Berdasarkan definisi yang dipaparkan Institute for Transportation & Development Policy, LEZ merupakan kebijakan pembatasan kendaraan bermotor yang didasarkan pada tingkat emisi. Kendaraan berpolusi tinggi akan membayar denda lebih tinggi sebagai biaya eksternal terhadap lingkungan.

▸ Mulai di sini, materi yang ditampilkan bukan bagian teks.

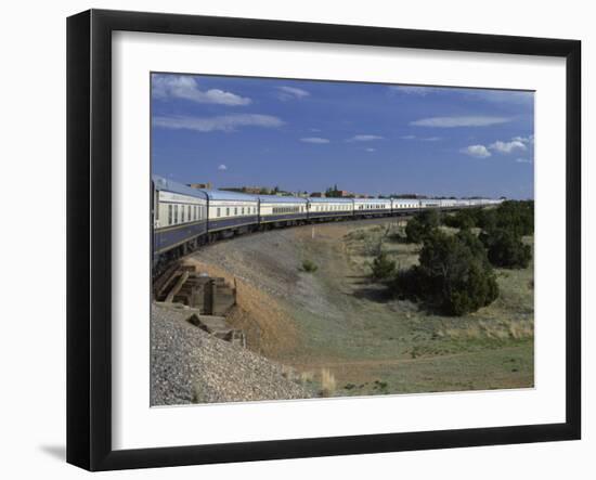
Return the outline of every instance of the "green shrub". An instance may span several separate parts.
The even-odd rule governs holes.
[[[533,235],[534,233],[534,203],[533,202],[503,202],[494,210],[494,222],[487,219],[483,230],[506,229],[516,236]]]
[[[459,210],[455,215],[445,216],[443,223],[454,229],[471,229],[476,226],[476,217],[471,210]]]
[[[498,297],[498,285],[482,243],[469,231],[427,235],[419,265],[398,272],[391,288],[446,315],[463,315]]]
[[[405,225],[405,241],[409,244],[422,243],[425,235],[425,229],[420,221],[414,217]]]
[[[316,263],[314,263],[312,260],[303,260],[302,261],[302,271],[307,273],[314,273],[319,270],[319,267]]]
[[[438,210],[422,211],[405,225],[405,241],[409,244],[419,244],[440,224],[441,215]]]
[[[532,259],[532,249],[521,242],[516,230],[494,229],[480,237],[487,246],[488,258],[495,267],[526,269]]]
[[[371,270],[374,280],[386,280],[393,275],[396,271],[396,262],[389,259],[387,252],[381,250],[374,258]]]

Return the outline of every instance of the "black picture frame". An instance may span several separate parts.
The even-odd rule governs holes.
[[[566,421],[143,450],[112,447],[112,33],[383,46],[566,59]],[[581,42],[90,10],[67,20],[67,462],[89,470],[314,457],[581,437]]]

"Mungkin kami akan memberikan masukan tentang LEZ, tapi wewenang implementasinya kembali ke pemerintah daerah. Kami sudah membuat beberapa studi tentang LEZ agar kebijakan di daerah berbasis data," kata Deputi Bidang Koordinasi Infrastruktur Dasar Kemenko IPK, Rachmat Kaimuddin dalam Katadata Sustainability Action for The Future Economy (SAFE) 2025 di Jakarta, Kamis (11/9).

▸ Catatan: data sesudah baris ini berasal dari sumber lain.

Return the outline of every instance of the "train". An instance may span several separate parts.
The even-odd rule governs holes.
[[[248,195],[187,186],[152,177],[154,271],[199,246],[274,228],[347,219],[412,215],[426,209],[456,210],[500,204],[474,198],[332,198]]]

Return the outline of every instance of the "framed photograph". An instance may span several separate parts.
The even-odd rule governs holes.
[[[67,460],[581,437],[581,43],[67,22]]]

Rachmat mengaku telah memulai diskusi tersebut dengan pemangku kepentingan, khususnya implementasi LEZ di Jakarta. Sebab, penurunan polusi udara menjadi fokus penting bagi Pemerintah Provinsi Jakarta.
Selain LEZ, Rachmat mencatat pemerintah akan mengkaji pembangunan Stasiun Pengisian Kendaraan Listrik Umum atau SPKLU di luar Pulau Jawa. Sebab, adopsi kendaraan listrik saat ini masih terpusat di Pulau Jawa, khususnya kawasan Jabodetabek.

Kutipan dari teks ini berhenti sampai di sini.